The assassination of Róbert Remiáš took place on April 29, 1996, in Karlova Ves, Bratislava, Slovakia. Remiáš, an ex-police officer, was one of the key figures in the trial against Slovak Information Service in the case of the kidnapping of the Slovak President's son into Austria from 1995. Remiáš's car was remotely detonated in the middle of a busy crossroad at Karloveská Street. There were numerous high-ranking mafia organised crime figures present at the crime scene watching the explosion, as well as Slovak Information Service operatives. The crime has never been solved. The anniversary of the assassination was often used by political parties critical of Vladimír Mečiar to call out for the annulment of his amnesties which prevented some key political crimes from the mid-1990s to be investigated.

== Background ==
Róbert Remiáš (born Róbert Michalík; May 22, 1970 - April 29, 1996) was an ex-police officer and a person through whom Oskar Fegyveres communicated in a key political lawsuit of the 1990s - Kidnapping of the Slovak President's son into Austria. Fegyveres was an ex-intelligence officer who gave testimony in the case of kidnapping of the son of the President of Slovakia, Michal Kováč, Jr. Fegyveres described the involvement of Prime Minister Vladimír Mečiar and Director of Slovak Information Service Ivan Lexa in this crime. As of 1996, Fegyveres was already in hiding and communicated only through his close friend Róbert Remiáš.

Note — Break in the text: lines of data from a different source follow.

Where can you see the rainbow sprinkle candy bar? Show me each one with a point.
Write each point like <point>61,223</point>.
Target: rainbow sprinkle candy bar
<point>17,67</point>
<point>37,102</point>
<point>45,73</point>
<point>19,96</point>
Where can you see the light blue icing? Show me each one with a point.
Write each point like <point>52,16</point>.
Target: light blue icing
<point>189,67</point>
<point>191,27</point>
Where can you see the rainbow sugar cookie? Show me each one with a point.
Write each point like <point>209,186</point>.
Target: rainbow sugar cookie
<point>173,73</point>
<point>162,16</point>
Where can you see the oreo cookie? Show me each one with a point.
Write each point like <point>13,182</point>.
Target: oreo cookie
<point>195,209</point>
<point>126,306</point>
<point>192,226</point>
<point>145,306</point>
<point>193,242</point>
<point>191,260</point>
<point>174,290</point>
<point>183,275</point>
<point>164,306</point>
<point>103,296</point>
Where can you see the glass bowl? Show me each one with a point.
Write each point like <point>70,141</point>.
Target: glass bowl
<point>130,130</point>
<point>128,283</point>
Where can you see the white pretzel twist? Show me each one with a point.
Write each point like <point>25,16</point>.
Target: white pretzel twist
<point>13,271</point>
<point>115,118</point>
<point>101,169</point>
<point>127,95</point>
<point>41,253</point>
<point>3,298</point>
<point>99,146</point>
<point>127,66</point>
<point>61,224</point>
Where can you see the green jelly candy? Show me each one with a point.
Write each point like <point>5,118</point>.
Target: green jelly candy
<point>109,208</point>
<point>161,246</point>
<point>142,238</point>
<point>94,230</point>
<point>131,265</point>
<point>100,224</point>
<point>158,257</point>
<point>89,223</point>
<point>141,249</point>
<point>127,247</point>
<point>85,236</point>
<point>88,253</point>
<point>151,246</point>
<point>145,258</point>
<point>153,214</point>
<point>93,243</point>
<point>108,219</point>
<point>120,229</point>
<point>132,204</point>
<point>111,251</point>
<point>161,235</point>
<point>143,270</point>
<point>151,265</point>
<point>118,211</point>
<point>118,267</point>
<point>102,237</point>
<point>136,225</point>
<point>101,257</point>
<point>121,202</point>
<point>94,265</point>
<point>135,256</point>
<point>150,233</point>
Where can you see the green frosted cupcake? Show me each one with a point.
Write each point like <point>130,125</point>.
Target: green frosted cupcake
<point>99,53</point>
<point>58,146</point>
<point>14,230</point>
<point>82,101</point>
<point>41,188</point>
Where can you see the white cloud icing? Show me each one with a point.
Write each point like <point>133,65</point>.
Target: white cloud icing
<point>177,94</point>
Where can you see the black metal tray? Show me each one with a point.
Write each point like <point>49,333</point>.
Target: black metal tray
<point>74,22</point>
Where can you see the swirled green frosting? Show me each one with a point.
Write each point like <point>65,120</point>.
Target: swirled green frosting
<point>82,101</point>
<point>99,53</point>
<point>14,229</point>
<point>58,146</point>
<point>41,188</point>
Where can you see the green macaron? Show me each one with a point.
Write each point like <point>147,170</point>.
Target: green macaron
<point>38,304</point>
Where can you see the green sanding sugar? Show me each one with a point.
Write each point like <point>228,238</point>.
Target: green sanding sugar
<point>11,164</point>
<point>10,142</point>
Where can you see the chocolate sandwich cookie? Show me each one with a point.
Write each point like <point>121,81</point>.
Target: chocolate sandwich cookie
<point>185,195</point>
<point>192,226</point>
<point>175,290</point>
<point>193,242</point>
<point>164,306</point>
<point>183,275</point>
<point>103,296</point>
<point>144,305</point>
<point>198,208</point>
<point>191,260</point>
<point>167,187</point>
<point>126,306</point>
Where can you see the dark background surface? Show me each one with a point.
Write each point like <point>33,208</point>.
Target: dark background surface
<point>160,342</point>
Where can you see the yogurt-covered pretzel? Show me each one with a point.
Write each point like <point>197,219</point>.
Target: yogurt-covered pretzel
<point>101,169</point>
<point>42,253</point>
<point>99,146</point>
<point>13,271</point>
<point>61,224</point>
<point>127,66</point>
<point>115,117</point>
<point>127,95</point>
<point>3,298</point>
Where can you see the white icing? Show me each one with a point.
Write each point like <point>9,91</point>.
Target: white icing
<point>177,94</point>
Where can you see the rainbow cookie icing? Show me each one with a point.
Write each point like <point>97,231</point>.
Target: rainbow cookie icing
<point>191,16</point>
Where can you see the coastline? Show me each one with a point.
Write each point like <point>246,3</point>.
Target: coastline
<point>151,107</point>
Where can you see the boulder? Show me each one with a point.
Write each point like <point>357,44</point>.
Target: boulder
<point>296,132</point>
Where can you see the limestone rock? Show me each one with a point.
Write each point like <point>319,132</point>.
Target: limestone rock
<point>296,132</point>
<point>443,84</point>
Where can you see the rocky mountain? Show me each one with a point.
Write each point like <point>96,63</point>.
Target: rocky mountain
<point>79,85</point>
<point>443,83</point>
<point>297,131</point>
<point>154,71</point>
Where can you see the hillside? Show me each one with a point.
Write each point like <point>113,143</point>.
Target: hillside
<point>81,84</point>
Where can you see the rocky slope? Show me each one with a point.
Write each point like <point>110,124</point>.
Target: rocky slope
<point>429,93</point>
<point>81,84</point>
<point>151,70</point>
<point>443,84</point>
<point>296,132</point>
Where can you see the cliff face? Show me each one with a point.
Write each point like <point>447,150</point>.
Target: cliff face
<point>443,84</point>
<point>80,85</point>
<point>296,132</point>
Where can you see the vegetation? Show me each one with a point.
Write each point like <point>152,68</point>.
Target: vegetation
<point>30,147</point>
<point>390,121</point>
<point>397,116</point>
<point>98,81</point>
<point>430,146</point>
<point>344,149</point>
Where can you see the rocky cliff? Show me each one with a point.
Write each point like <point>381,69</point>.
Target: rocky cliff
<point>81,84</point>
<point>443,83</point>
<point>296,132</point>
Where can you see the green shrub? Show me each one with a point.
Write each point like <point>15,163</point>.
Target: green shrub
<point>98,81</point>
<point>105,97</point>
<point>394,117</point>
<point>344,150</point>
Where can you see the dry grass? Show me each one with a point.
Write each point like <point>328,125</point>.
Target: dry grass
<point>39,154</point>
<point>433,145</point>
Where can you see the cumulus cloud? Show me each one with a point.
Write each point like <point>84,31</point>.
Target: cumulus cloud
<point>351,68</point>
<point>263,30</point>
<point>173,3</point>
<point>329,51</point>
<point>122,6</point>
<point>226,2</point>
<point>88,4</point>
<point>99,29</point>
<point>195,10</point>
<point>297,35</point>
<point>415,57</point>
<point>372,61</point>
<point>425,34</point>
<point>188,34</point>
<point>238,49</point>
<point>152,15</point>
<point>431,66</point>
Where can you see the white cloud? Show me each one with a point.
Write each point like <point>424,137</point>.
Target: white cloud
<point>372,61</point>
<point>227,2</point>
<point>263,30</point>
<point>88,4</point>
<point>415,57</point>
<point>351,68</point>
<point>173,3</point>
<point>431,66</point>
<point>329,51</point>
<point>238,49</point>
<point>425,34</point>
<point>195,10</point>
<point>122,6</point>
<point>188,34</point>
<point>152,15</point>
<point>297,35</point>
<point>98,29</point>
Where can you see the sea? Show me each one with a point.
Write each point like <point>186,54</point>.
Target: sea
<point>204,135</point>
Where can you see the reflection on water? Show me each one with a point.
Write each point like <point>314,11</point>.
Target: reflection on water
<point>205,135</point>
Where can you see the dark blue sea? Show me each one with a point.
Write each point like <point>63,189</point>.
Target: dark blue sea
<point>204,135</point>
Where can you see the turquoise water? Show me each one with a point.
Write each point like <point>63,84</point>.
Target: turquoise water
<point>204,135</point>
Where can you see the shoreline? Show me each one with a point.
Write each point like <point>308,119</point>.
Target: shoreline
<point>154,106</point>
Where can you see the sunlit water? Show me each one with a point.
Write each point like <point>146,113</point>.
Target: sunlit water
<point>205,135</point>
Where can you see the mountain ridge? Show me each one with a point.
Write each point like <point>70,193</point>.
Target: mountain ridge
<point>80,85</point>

Slovak Information Service started spying on Remiáš shortly after Fegyveres went into hiding in 1995. The surveillance lasted until his death. Agents were watching Remiáš from a flat neighboring his at the Dlhé Diely suburb. The first person to publicly say that Remiáš was spied upon was his mother Anna Remiášová, approximately a month after the assassination. She said that her son's phone was tapped and argued that after his death the Slovak police demanded from her videotapes where Remiáš recorded those that were stalking him. She revealed that there were never any videotapes and that her son only spoke about them over the phone to confuse the people who were watching him. Later, the head of Slovak Information Service Vladimír Mitro admitted that the phone in Remiáš's home on Majerníková Street No. 5 was wiretapped from November 14, 1995, until his death. He was also under constant surveillance in "Akcia Brojler" (Operation Broiler).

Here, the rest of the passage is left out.